En la breve gestión de César Avilés, directivos de bajo rango usaron las redes sociales para culpar a la prensa de los fracasos y dar ultimátums a los DT. Luego, Jorge Guzmán fue depuesto por el Viceministerio del Deporte. Se nombró un interventor y, tras nuevas elecciones, asumió David Jiménez, actual presidente, y de inmediato hubo más bajas, como la renuncia del exfutbolista Christian Noboa de la Comisión de Fútbol.

4. 17 derrotas como dueño de casa
A Emelec, como local, ya no se lo respeta. Sus rivales se presentan en el Capwell para jugar a placer, sin temor. Ese estadio solía ser una fortaleza casi inexpugnable.

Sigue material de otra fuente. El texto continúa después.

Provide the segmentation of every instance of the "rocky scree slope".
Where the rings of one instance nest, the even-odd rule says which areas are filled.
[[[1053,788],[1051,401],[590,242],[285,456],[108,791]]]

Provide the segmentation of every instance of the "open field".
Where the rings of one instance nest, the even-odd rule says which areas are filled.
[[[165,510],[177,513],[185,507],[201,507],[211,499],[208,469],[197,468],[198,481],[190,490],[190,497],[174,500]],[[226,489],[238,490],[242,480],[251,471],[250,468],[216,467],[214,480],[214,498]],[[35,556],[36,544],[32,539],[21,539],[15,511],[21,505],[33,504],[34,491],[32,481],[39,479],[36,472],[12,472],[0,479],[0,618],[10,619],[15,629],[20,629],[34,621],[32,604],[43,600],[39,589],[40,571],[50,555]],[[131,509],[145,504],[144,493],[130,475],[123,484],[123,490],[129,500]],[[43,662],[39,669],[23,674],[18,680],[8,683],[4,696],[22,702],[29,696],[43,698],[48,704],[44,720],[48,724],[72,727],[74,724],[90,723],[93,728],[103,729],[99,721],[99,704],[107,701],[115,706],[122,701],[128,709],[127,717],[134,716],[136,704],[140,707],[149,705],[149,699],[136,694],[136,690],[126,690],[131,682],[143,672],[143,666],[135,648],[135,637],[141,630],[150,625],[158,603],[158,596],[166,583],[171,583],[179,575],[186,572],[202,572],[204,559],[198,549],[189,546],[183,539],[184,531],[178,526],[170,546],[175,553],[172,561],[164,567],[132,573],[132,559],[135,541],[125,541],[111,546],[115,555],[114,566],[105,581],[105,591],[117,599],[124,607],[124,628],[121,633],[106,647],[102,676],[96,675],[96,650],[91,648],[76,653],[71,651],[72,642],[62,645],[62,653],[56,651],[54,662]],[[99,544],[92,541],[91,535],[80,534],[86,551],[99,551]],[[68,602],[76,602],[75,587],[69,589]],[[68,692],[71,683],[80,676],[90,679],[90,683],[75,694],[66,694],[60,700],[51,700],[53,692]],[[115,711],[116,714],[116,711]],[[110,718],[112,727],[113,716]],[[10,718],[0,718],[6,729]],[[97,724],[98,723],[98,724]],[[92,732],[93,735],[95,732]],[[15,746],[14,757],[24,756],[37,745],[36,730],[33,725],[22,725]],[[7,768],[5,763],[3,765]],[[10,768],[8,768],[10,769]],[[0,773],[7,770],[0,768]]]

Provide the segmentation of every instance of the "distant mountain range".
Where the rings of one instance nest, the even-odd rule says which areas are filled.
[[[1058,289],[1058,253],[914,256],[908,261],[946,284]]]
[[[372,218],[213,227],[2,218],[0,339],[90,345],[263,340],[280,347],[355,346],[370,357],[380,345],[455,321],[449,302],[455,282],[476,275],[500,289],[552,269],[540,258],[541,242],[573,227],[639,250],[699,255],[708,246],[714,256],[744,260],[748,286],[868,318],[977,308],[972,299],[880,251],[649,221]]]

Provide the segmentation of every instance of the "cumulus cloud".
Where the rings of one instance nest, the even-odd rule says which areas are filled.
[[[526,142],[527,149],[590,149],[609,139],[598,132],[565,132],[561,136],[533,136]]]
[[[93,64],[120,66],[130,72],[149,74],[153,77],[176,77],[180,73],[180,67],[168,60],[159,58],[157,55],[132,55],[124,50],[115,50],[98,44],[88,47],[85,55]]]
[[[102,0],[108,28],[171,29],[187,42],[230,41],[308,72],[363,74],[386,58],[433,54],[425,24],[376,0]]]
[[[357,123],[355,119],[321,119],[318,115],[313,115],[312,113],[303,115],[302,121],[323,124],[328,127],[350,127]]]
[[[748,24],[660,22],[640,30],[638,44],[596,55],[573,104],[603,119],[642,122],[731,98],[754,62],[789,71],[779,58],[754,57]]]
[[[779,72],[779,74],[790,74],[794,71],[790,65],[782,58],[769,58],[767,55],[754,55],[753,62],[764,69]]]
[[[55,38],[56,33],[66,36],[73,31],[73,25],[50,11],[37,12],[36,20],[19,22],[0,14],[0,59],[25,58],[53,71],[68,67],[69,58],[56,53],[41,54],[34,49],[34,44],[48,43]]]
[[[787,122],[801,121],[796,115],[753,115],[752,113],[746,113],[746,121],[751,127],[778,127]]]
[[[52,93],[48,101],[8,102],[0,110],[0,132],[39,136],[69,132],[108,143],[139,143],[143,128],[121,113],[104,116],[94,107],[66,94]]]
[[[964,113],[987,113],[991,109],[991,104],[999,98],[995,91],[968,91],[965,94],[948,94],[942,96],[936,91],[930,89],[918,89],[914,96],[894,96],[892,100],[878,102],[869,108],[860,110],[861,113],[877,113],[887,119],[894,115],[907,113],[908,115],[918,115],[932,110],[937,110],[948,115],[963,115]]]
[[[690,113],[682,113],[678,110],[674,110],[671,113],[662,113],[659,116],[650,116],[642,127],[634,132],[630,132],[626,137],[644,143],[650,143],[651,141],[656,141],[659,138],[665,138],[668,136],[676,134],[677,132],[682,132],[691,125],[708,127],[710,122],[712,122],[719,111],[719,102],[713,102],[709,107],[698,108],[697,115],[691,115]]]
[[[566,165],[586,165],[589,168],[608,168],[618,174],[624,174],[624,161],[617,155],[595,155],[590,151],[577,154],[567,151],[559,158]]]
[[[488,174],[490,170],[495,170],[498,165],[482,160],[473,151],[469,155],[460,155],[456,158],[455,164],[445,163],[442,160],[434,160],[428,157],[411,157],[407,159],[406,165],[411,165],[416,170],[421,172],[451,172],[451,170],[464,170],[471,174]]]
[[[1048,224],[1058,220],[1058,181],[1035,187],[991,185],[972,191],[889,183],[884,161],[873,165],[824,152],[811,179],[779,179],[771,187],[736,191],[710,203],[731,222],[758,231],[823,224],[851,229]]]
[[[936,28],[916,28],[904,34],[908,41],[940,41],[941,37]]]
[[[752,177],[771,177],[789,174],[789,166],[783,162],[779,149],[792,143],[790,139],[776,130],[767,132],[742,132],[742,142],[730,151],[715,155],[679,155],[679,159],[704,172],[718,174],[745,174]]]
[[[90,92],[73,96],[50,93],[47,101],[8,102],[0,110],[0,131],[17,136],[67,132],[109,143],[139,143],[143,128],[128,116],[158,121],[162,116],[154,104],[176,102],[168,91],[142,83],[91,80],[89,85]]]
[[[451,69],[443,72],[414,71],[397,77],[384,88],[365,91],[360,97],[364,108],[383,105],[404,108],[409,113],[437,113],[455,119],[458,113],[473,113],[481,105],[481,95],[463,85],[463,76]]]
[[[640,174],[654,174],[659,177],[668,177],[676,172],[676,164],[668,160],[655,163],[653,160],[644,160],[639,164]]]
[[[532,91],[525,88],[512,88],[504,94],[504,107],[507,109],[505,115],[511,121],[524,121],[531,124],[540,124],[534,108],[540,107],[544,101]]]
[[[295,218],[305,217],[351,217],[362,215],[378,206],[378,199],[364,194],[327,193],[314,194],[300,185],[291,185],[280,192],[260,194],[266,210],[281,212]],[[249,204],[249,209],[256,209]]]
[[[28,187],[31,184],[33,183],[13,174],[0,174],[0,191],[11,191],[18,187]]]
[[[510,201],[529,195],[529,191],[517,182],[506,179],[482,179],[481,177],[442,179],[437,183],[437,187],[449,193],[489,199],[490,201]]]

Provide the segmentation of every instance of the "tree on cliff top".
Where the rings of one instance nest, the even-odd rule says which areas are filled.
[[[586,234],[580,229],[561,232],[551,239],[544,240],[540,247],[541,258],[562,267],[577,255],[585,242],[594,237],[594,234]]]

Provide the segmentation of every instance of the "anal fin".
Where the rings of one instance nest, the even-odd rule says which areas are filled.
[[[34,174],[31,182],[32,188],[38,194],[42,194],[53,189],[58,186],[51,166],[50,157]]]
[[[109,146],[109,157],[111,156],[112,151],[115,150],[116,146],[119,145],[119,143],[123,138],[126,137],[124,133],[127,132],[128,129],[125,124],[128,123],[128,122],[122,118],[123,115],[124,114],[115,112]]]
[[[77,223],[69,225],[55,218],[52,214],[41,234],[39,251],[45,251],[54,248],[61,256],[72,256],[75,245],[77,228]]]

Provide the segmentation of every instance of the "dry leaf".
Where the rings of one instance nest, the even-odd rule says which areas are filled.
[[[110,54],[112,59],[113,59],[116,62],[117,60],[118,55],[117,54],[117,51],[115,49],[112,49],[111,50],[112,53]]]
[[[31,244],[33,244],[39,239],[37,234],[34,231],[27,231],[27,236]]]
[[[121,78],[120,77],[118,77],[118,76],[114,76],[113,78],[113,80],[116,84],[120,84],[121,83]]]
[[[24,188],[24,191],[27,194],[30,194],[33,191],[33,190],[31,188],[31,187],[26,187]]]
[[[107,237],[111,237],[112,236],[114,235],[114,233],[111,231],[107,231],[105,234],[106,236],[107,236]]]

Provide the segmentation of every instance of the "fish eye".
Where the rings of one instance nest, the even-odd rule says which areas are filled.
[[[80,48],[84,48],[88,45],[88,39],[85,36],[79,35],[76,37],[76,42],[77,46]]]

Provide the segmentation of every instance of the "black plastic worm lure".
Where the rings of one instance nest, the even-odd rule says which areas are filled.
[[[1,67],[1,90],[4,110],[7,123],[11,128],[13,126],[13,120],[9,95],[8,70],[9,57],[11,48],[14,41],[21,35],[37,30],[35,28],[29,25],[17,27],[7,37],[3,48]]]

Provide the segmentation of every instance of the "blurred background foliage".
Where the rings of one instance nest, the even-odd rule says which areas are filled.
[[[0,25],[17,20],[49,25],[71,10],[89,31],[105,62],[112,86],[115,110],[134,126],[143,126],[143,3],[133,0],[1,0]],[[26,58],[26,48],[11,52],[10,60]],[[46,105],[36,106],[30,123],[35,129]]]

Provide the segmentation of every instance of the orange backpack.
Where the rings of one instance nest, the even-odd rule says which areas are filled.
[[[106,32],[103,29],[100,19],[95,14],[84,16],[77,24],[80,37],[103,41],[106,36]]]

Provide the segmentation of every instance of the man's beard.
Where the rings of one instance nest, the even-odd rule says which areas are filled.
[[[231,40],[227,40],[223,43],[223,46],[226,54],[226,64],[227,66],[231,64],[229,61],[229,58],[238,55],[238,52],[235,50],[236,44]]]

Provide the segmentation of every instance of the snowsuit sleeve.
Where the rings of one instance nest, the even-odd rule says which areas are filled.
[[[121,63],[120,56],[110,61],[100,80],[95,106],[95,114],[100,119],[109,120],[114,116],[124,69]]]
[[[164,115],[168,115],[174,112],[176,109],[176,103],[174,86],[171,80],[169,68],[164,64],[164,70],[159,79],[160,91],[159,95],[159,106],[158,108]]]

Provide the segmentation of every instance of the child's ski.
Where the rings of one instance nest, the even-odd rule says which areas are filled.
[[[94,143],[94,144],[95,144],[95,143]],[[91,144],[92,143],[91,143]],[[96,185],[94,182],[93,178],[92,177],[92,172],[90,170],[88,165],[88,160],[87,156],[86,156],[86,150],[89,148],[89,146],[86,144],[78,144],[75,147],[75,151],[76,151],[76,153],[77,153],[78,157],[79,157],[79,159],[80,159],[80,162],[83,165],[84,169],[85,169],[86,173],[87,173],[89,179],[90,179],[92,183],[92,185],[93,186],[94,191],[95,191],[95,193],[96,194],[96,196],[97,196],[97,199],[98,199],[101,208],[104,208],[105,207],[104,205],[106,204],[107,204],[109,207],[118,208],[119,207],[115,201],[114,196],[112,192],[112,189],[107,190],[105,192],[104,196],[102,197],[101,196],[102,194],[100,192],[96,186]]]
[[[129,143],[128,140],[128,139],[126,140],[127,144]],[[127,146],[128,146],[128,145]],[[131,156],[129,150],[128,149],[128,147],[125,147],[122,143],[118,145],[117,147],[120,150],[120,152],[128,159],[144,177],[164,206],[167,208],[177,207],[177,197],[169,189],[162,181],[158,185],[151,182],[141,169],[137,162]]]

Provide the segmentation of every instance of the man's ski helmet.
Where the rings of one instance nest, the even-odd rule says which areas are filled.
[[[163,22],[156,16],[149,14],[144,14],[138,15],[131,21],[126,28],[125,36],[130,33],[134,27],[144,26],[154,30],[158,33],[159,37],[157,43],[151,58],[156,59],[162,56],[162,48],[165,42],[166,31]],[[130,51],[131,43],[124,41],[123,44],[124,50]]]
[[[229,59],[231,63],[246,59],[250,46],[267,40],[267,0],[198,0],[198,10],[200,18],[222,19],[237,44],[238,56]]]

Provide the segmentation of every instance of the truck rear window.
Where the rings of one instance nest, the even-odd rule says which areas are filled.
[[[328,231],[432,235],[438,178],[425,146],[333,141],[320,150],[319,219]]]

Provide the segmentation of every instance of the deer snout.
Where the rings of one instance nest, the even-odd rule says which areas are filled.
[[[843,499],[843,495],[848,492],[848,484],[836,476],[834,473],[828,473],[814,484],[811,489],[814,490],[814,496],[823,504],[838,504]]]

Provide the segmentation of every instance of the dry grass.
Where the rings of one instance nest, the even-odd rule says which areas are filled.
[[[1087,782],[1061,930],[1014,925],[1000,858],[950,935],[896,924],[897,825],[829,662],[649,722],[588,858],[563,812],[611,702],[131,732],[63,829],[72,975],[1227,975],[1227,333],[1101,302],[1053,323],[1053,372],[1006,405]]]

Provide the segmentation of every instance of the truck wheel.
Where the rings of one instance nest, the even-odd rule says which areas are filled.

Los equipos campeones de 2015 y 2017 solo perdieron una vez en su cancha en ambos torneos. Eran épocas de grandeza. Desde 2023, el encogido cuadro emelecista acumula 17 derrotas como dueño de casa: tres en 2023, cuatro en 2024, 7 en 2025 y tres en lo que va de 2026.
5. Números de equipo chico
Estas escuadras sometieron a Emelec en el Capwell, entre 2023 y agosto de 2026: Aucas (3 veces), Macará (3), Independiente del Valle (2), Deportivo Cuenca (2), El Nacional (2), Delfín, Liga de Quito, Universidad Católica, Barcelona SC y Guayaquil City.
Esas 17 caídas representan 51 puntos perdidos en casa, más otras 36 unidades que se escaparon por empates. En este período como anfitrión, Emelec apenas rescató 99 puntos (el 53% del total).
6. Dos palizas por encogerse
La triste metamorfosis de Emelec, de equipo grande a chico en solo 45 meses, le ha significado soportar en el Capwell dos palizas inéditas. Universidad Católica obtuvo su triunfo más amplio sobre los azules en Guayaquil al golear 4-0 el 16 de febrero de 2025. El 14 de septiembre del mismo año, Barcelona SC se llevó el Clásico del Astillero por 4-0, la victoria canaria más abultada en ese escenario en la historia del campeonato nacional.

7. Dos botones como muestra
Hay datos estadísticos que reflejan la grandeza y la pequeñez de un equipo. En 2013 Emelec fijó un récord espectacular: el mejor arranque de campeonato nacional en la historia para un club ecuatoriano al conseguir ocho triunfos consecutivos. Ese año los azules ganaron las dos etapas y se coronaron sin necesidad de finales. En 2023, ya achicados, los millonarios igualaron una marca negativa de 1983 de nueve partidos seguidos sin ganar.
8. ¿Goleadores, en serio?
La tabla de goleadores, famélicos en el caso de Emelec, también explica el derrumbe y el fin de su grandeza. En 2023 su artillero fue Miller Bolaños, con apenas ocho anotaciones. En 2024 fue peor: ocho festejos repartidos entre Facundo Castelli y Jaime Ayoví (cuatro cada uno). En 2025 los máximos cañoneros fueron tres: Ayoví, Castelli y José Francisco Cevallos Jr., con cinco por cabeza. En este 2026, Luca Klimowicz lidera el registro con cinco tantos.
9. Evitar el descenso y nada más
En la cancha tampoco quedan rastros de Emelec como equipo grande. Si entre 2009 y 2018 siempre estuvo en el podio, en las recientes cuatro ediciones del torneo de la LigaPro, incluida esta de 2026, el máximo objetivo es no descender a la Serie B. La aspiración de ser campeón o de clasificar a la Copa Libertadores es una ilusión irreal para un club arruinado y con un plantel mediocre. El último momento estelar de Emelec se remonta a 2021, cuando fue finalista.
10. Siete DT: uno cada seis meses y 9 días
En el apocado Emelec actual, cualquiera puede ser entrenador. Tras empezar el periodo gris con Miguel Rondelli en 2023, quien tenía un año de experiencia en primera división, se les dieron enésimas oportunidades a Guillermo Duró y Jorge Célico, pese a que no han ganado nada en el torneo ecuatoriano. Con los colombianos Hernán Torres y Leonal Álvarez no pasó nada destacado.
Los dos últimos experimentos, con David Jiménez como presidente, fallaron por completo en 2026: el bisoño Vicente Sánchez, con solo seis meses y 28 partidos de trayectoria, y ahora Cristian Nasuti, quien nunca había dirigido en la primera categoría. Emelec está ubicado, por ahora, en la zona del hexagonal del descenso.